# X-touch compact midi mode



## bracken (Aug 27, 2020)

sorry, no idea with this stuff. With the XTC, in midi mode in logic, do you need to set it up as a controller, or just do midi learn for every thing you want it to do? People talk about using the editor to control cc, but it seems like it does nothing until you utilise midi learn - any help appreciated


----------



## AlexRuger (Aug 30, 2020)

The short answer is both.

Some things are pre-programmed to respond to a certain CC. For example, pretty much every Kontakt instrument (or, for that matter, MIDI-controllable instrument in general) will be programmed to have CC7 control volume. CC1, “expression,” is often controlling secondary volume (the use case generally being that CC7 controls “coarse” volume and CC11 controls “fine”). CC1, “modulation,” is typically a catch-all for controlling something expressive, like bow pressure for stringed instruments, or breath dynamics for woodwind or brass instruments.

Yes, it doesn’t make sense that CC2, “breath,” isn’t always pre-programmed for that. And you’d think “expression” would be used for things more expressive than just volume. Ignore it, MIDI is a mess, accept it. Go by the numbers, not the names.

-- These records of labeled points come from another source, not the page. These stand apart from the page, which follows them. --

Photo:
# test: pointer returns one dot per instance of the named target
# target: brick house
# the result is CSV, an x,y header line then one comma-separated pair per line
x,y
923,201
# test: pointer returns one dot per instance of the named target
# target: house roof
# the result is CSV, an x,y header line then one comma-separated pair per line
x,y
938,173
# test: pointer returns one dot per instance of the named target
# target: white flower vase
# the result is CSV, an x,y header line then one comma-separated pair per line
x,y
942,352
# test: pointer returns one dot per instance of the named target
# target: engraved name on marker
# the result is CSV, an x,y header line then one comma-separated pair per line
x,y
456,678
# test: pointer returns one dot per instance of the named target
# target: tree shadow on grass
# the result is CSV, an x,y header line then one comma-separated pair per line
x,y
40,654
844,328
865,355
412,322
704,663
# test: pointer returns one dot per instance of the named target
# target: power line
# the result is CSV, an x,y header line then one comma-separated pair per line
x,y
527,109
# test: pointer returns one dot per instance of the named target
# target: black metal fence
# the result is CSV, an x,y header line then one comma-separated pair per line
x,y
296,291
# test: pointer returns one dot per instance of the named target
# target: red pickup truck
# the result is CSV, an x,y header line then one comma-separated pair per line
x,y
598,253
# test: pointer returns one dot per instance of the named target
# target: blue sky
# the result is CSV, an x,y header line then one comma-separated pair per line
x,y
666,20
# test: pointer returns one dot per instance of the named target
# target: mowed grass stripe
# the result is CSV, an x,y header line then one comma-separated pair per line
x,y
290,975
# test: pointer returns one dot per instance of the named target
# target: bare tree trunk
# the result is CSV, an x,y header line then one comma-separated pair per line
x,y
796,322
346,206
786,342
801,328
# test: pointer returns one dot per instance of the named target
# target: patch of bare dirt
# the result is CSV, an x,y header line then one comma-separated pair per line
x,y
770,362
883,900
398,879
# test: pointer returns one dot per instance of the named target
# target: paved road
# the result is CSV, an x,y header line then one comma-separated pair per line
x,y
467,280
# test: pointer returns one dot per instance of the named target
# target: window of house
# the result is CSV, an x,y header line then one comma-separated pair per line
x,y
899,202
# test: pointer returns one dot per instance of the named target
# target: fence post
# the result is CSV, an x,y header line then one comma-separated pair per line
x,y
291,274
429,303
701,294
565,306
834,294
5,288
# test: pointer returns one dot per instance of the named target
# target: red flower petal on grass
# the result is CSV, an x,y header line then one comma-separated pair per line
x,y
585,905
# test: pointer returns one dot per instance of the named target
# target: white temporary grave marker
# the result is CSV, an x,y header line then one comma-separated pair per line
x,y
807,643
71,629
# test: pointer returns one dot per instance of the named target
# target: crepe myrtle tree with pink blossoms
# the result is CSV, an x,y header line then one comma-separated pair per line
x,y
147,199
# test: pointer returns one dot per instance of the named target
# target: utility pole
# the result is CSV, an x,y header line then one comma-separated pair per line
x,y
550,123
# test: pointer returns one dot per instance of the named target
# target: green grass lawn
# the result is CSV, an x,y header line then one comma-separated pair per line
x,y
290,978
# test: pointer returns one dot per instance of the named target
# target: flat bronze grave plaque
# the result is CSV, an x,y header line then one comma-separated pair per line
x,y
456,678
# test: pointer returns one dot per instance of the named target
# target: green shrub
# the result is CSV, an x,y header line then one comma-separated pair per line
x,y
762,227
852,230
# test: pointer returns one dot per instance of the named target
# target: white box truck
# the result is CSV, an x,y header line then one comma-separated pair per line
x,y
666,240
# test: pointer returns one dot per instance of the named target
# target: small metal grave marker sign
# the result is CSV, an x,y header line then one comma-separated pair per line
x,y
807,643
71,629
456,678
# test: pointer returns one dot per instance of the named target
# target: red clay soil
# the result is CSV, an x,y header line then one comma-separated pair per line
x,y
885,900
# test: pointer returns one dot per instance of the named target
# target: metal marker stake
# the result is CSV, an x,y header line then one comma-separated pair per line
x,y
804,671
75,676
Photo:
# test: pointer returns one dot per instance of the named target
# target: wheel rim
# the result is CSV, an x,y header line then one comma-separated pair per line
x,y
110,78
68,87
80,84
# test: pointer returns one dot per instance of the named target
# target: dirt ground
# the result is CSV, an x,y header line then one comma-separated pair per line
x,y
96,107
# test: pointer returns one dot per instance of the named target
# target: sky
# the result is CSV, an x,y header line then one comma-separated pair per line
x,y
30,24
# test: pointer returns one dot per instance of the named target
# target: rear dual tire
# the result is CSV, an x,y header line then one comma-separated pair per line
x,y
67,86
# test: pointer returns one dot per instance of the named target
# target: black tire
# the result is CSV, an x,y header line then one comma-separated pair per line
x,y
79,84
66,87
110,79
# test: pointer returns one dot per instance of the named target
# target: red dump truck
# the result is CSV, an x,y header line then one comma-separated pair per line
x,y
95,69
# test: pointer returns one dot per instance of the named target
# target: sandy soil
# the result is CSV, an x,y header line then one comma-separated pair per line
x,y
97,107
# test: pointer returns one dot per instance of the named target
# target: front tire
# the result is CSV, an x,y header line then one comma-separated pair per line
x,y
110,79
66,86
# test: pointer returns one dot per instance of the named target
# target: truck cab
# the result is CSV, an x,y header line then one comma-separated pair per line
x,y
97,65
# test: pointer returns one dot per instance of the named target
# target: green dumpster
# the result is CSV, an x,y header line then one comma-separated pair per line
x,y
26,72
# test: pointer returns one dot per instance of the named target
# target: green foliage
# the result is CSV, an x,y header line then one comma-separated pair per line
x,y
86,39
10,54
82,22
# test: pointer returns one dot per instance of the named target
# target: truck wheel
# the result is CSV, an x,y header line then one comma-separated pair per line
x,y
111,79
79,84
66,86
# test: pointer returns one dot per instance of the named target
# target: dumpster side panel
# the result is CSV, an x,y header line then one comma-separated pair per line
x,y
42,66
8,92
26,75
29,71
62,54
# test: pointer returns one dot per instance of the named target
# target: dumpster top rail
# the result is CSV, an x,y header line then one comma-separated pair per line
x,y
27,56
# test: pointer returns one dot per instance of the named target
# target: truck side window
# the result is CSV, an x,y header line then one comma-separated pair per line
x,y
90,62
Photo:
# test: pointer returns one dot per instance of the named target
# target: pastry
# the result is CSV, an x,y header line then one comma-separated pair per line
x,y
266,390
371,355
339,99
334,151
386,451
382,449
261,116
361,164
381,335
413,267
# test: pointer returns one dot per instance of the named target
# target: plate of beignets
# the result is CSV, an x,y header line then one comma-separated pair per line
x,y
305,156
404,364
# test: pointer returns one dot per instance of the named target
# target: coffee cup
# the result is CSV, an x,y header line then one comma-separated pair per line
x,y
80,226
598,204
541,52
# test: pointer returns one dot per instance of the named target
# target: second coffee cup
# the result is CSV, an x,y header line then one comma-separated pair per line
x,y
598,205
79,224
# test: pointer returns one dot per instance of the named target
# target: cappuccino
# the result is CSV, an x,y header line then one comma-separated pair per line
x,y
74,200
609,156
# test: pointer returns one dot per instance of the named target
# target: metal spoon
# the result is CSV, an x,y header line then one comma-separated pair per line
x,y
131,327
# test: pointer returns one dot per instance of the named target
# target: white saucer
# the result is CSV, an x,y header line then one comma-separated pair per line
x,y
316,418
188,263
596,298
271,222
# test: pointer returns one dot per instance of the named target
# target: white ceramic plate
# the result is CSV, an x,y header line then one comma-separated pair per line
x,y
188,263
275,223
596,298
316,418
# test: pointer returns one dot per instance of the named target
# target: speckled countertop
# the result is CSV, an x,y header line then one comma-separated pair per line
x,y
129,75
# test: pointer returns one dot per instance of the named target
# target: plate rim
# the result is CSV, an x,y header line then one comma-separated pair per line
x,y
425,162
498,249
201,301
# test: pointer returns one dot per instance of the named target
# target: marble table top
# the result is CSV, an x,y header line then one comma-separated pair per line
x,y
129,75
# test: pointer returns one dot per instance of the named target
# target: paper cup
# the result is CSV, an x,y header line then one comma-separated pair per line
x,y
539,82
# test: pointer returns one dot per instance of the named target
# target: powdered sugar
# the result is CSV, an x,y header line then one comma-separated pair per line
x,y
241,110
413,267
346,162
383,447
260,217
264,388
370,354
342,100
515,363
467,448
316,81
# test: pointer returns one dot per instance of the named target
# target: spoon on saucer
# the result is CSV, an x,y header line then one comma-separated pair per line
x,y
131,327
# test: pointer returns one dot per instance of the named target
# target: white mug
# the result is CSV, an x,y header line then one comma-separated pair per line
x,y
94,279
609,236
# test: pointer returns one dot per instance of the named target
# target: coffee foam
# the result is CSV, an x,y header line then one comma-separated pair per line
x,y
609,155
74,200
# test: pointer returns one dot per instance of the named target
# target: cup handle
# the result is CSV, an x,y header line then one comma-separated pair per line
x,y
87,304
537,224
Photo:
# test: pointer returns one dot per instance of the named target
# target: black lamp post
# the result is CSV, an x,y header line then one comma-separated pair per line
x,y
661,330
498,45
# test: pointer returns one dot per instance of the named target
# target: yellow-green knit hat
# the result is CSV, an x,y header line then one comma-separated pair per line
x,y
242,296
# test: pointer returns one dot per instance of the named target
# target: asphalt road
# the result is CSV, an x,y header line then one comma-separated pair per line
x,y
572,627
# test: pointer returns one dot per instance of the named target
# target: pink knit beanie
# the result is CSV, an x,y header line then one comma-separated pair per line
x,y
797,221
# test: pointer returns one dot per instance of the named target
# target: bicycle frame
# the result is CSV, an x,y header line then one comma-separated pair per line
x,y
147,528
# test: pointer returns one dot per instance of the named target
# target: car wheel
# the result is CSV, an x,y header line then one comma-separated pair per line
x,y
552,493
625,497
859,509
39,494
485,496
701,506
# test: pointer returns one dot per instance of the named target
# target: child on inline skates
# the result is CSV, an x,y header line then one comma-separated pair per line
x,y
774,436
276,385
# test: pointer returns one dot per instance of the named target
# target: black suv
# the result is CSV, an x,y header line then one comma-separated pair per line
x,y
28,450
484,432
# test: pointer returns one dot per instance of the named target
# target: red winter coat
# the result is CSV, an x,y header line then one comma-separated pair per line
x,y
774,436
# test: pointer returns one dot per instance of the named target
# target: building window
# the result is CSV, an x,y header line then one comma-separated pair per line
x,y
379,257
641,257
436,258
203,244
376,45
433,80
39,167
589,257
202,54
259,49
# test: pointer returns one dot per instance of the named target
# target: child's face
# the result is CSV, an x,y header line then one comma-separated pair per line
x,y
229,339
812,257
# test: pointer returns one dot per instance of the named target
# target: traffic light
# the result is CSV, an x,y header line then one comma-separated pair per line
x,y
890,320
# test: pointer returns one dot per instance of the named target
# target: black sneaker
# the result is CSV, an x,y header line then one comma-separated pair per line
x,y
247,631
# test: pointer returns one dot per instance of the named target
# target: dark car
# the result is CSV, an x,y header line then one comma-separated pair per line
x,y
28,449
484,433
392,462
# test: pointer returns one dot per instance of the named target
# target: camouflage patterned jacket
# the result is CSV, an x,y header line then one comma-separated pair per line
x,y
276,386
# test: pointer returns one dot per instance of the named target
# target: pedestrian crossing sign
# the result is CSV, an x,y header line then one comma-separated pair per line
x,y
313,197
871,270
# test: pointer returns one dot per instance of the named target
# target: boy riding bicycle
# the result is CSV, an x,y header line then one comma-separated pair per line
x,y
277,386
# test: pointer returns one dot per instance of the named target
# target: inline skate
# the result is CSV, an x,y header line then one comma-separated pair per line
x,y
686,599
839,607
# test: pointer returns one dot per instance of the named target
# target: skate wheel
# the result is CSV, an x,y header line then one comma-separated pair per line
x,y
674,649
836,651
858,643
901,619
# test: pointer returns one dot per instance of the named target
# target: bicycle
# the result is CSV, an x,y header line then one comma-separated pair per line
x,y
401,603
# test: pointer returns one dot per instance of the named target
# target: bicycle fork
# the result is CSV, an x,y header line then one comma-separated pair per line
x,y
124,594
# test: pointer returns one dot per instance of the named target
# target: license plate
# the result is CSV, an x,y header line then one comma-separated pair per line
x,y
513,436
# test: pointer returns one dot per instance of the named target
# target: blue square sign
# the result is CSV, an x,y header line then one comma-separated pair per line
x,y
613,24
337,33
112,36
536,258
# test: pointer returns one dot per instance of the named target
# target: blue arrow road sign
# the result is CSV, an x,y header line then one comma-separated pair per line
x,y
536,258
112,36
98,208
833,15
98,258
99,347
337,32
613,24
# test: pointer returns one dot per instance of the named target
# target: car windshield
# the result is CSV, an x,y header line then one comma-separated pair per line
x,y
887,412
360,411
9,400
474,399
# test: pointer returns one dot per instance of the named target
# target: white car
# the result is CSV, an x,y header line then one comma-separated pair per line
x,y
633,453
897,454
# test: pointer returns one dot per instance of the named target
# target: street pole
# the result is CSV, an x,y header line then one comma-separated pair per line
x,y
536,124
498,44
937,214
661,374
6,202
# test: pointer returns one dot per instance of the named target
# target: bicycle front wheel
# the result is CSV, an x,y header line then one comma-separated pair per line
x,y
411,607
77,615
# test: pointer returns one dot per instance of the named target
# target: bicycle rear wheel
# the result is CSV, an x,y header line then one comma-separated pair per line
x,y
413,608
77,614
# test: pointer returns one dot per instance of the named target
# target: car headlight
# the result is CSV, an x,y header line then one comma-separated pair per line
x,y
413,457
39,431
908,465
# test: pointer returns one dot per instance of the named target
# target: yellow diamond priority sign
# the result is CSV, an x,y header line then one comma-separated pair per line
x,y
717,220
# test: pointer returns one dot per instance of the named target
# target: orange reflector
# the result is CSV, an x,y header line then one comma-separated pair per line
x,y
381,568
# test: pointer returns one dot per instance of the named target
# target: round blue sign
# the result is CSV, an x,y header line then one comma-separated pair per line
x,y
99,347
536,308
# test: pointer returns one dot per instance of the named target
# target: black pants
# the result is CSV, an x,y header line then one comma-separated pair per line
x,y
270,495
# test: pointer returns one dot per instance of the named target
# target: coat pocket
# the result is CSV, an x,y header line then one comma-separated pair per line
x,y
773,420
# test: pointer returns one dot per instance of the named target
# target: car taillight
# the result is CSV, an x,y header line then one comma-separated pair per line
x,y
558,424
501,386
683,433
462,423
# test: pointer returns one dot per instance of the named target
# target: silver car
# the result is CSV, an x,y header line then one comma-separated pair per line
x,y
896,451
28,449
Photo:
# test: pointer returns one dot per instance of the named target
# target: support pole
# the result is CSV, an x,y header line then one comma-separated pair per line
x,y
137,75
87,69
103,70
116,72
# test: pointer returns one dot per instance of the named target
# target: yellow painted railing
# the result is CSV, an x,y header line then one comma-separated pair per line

You can MIDI learn stuff if you’d like, but you don’t always have to for everything. Most things follow the template explained above relatively closely.


----------



## jononotbono (Aug 30, 2020)

AlexRuger said:


> MIDI is a mess, accept it.



Definitely feel a new studio T-Shirt coming along!


----------



## bracken (Aug 31, 2020)

Haha, thanks, very much appreciated


----------